Jim’s process includes many of the healing attributes of a positive move toward wholeness and a reinterpretation of his life through the new meaning he gives to his family relationships. In terms of a sense of interconnectedness Jim does not experience a spiritual transcendence, but he is willingly to participate, and this willingness progresses with each encounter with the therapist as trust grows, opening up opportunities for holisitc recognitions. But not all cases progress on this line:
Ruby was a 52-year-old female with end-stage colon cancer. She was hospitalized for her inability to tolerate food and underwent a feeding tube placement. She complained of pain, inability to sleep, and the lack of the morphine drip to relieve her pain. She agreed to reflexology treatments and received slight physical comfort from the treatments and nursing presence, but was not willing to participate in her care. She refused to discuss her care, delegating all decisions to her husband who wanted every effort made to cure her. She reported that she was very lonely in her disease and that her husband and family did not understand her. She refused to speak with the psychiatrist, rabbi, or social worker for support and was becoming weaker each day. Her family refused to take her home. Ruby died not long after.
Although Ruby appears to have some relief from a caring presence, she is not willing to participate in the relationship and continues to grow weaker, debilitate, and suffer. Her ongoing focus on isolation does not encourage the spiritual and relational openings she desperately needs at this stage of her life.
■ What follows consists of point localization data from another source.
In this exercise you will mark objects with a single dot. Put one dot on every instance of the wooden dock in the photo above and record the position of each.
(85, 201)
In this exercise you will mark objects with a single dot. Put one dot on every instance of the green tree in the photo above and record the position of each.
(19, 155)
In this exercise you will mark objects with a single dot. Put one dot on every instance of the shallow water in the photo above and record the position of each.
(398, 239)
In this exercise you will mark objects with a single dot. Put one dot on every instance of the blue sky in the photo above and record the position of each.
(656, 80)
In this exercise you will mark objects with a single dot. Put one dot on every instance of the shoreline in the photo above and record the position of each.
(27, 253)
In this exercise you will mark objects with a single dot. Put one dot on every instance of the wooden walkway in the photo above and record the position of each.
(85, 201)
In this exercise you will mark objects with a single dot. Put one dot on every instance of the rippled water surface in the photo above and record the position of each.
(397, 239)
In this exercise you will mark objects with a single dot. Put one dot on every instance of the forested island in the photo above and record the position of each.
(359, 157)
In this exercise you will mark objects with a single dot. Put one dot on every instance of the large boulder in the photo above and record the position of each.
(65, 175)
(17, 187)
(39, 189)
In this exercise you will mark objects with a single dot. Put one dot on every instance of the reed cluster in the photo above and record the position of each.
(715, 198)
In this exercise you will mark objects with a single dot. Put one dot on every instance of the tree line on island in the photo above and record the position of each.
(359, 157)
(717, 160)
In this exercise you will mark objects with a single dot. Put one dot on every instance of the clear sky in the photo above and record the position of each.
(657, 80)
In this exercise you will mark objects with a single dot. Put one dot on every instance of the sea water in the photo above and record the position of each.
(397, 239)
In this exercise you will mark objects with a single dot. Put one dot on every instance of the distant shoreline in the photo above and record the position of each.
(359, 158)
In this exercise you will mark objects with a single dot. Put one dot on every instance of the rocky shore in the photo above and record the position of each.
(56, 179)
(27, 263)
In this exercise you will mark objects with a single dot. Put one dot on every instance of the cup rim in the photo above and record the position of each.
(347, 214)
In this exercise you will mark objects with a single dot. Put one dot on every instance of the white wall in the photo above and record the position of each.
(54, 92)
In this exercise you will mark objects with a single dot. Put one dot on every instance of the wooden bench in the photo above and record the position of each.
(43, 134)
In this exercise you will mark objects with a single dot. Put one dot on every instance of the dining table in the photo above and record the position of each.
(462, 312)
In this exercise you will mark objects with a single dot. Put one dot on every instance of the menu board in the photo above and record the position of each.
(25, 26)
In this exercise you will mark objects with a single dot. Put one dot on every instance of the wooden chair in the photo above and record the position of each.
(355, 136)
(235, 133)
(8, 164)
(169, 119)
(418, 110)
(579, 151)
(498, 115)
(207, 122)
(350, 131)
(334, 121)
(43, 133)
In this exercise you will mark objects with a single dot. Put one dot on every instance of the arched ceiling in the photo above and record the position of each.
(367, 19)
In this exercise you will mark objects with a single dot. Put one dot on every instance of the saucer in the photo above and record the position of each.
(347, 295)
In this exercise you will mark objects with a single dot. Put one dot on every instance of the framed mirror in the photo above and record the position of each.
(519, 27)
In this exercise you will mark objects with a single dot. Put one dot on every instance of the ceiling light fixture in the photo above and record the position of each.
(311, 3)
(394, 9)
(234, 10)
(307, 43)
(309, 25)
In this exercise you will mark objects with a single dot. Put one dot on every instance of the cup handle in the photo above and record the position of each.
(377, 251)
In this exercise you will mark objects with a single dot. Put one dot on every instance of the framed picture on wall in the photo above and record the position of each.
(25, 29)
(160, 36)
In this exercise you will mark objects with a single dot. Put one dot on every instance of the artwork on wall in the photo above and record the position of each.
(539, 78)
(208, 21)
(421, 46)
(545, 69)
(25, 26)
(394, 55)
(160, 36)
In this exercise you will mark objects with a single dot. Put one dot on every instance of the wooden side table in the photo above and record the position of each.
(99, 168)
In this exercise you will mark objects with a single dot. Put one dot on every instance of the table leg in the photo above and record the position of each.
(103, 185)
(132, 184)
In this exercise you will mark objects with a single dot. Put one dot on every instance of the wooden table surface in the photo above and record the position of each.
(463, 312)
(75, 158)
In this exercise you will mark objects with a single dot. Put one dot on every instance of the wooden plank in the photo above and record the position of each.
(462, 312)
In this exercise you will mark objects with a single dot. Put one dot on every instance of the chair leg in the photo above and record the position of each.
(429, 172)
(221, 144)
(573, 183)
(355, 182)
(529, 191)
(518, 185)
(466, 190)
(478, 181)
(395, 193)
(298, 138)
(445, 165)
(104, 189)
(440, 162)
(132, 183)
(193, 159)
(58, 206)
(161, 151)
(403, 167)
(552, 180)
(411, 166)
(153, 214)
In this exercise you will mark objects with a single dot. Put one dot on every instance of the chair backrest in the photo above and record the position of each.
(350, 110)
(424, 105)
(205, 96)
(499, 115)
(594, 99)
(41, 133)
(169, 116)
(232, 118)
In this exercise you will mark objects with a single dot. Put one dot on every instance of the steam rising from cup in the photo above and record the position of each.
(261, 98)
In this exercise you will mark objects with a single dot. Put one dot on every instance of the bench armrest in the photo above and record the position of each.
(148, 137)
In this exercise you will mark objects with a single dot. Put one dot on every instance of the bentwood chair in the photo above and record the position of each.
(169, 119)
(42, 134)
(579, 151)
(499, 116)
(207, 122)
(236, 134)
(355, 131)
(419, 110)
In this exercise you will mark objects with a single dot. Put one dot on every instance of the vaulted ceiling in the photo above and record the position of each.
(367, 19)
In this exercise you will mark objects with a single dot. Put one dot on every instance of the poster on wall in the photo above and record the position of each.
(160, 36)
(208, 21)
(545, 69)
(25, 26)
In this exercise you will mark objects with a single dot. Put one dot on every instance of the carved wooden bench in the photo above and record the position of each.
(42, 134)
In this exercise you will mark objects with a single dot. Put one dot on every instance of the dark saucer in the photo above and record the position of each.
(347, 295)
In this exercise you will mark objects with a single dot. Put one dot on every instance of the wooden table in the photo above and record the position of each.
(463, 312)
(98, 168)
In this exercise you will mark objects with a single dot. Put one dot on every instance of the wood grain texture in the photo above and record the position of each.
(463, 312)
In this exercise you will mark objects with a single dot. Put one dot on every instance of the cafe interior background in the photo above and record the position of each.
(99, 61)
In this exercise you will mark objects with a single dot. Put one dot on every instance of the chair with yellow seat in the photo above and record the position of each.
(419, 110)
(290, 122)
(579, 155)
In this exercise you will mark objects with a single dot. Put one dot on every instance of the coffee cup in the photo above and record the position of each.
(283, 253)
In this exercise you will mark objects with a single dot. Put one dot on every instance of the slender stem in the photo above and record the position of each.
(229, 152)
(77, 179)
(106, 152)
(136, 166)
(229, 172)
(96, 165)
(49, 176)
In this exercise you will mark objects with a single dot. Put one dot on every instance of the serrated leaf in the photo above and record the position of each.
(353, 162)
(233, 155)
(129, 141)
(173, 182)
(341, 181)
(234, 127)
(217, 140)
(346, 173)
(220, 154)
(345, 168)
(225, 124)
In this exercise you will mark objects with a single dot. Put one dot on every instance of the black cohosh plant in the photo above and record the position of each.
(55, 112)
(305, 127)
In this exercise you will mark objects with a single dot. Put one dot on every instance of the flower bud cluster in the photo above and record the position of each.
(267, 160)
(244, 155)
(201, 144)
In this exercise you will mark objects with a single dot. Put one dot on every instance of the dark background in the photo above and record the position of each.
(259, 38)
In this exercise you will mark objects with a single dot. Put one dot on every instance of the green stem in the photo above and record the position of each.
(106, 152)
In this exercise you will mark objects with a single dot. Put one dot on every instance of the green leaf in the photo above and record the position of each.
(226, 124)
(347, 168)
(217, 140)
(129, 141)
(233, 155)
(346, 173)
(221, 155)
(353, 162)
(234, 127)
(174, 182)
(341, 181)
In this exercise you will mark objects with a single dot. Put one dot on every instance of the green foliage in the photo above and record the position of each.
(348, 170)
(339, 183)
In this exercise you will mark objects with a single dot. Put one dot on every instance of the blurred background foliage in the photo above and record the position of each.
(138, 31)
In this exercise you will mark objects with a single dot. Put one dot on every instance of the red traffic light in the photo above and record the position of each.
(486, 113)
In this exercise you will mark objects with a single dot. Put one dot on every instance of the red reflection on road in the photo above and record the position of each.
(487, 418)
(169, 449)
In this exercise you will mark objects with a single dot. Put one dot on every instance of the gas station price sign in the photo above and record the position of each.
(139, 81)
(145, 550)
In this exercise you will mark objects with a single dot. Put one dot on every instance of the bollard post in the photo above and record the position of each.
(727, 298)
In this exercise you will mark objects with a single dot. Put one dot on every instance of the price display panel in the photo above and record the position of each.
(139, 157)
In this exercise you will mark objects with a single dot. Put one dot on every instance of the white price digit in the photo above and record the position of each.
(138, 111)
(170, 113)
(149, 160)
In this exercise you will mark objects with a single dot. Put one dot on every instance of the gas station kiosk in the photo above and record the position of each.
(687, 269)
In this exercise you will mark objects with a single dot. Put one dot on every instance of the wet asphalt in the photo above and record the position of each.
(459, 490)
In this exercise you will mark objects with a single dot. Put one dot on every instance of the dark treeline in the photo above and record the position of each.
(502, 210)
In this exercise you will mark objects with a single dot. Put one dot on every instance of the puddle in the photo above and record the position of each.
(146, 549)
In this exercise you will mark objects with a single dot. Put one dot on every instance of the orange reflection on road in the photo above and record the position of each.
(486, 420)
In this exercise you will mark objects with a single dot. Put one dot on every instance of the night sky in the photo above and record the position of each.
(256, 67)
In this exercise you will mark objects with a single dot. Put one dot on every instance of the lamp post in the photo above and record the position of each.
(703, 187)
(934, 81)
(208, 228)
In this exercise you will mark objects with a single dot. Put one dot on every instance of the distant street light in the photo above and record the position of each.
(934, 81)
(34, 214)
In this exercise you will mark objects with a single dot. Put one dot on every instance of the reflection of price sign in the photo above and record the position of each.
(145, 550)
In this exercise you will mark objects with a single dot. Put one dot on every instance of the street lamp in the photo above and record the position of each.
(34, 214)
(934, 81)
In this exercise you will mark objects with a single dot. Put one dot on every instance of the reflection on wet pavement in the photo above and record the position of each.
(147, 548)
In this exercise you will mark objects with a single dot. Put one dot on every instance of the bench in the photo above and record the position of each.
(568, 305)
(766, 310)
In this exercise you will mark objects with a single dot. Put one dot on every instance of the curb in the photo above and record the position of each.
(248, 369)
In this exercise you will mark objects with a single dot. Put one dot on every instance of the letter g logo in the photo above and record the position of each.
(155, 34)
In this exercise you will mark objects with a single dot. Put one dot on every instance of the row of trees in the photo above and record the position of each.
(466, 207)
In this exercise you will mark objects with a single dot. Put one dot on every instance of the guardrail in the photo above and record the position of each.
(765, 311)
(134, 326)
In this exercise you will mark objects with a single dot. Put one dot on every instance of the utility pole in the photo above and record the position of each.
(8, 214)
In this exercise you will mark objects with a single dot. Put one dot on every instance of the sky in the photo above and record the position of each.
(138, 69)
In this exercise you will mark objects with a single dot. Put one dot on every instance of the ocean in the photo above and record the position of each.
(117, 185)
Having said this, and as I have explained here and there in the Trauma Talks blogs, much of this unwillingness cannot be attributed to our conscious deliberate will, and is often influenced by unconscious fears or difficulties trusting others that are formed early in childhood and cannot be changed with ease.
So this concludes this second log focused on healing, and so far there is little evidence that healing is not a subject of wide and deep human concern and interest. All things considered, the concept converges quite uniformly across history and cultures towards ideas of balance, harmony, inner processes, changes in attitudes towards oneself and others, and an increase sense of wholeness and unity.